What if the user is signed in from multiple devices?

Multiple clients would result in multiple independent sessions. It's up to your server code to identify sessions that belong to same user (= multiple sessions would have same User ID stored in them).

You can use webapp2 to handle authentication for you. There is a module in webapp2_extras called auth. It will help you to register, login and logout.

Here is my detail answer:

Handling Sessions on Google App Engine with Android/IPhone

Once you've done login with app engine. You just need to store the authentication cookie and send it to subsequence requests. On server side, you can check user is logged by:

from webapp2_extras import auth
if auth.get_user_by_session():
    #Logged in      
else:
    #Not logged in

Note: Another simpler approach for those using Android is use Google Authentication on server side and AERC (App Engine Rest Client for Android) to help you authenticate with server.

Hope it helps :)

First read up on HTTP cookies http://en.wikipedia.org/wiki/HTTP_cookie

A session is really just a data object on the server. Think of it as a python dictionary.
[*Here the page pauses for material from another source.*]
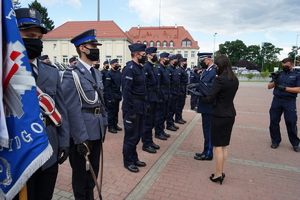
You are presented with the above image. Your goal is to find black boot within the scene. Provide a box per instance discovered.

It's should be persisted to the datastore and memcache. It has an id of some kind, which is usually stored in an HTTP cookie that is passed back and forth between the server and the browser.

The session handling library essentially does the following when you receive a request: - Looks at the cookie and gets the session id - It - Pulls out the session data for that id from the datastore or memcache, and inserts it in the 'request' object.

It also handles bookkeeping like saving the data, and verifying the cookies haven't been tampered with.

Depending on the session library you use, it may be up to you to associate a session with a user. Often times, you won't necessarily need to explicitly associate a session with a user. You may have multiple sessions for any one user if they are accessing your site with multiple browsers. You do however, want to be careful to terminate sessions when a user logs out, as well as starting a new session when a new user logs in.

Since sessions are generally disposable, you will eventually have a bunch of unused or expired session in your datastore, you'll need something to clean them up.

As far as you're concerned with a mobile app, yes your mobile app needs to act like a browser, store the cookie data, and pass it back up to the server with each request. If you're using the android HttpURLConnection, use the optional CookieManager to handle this part.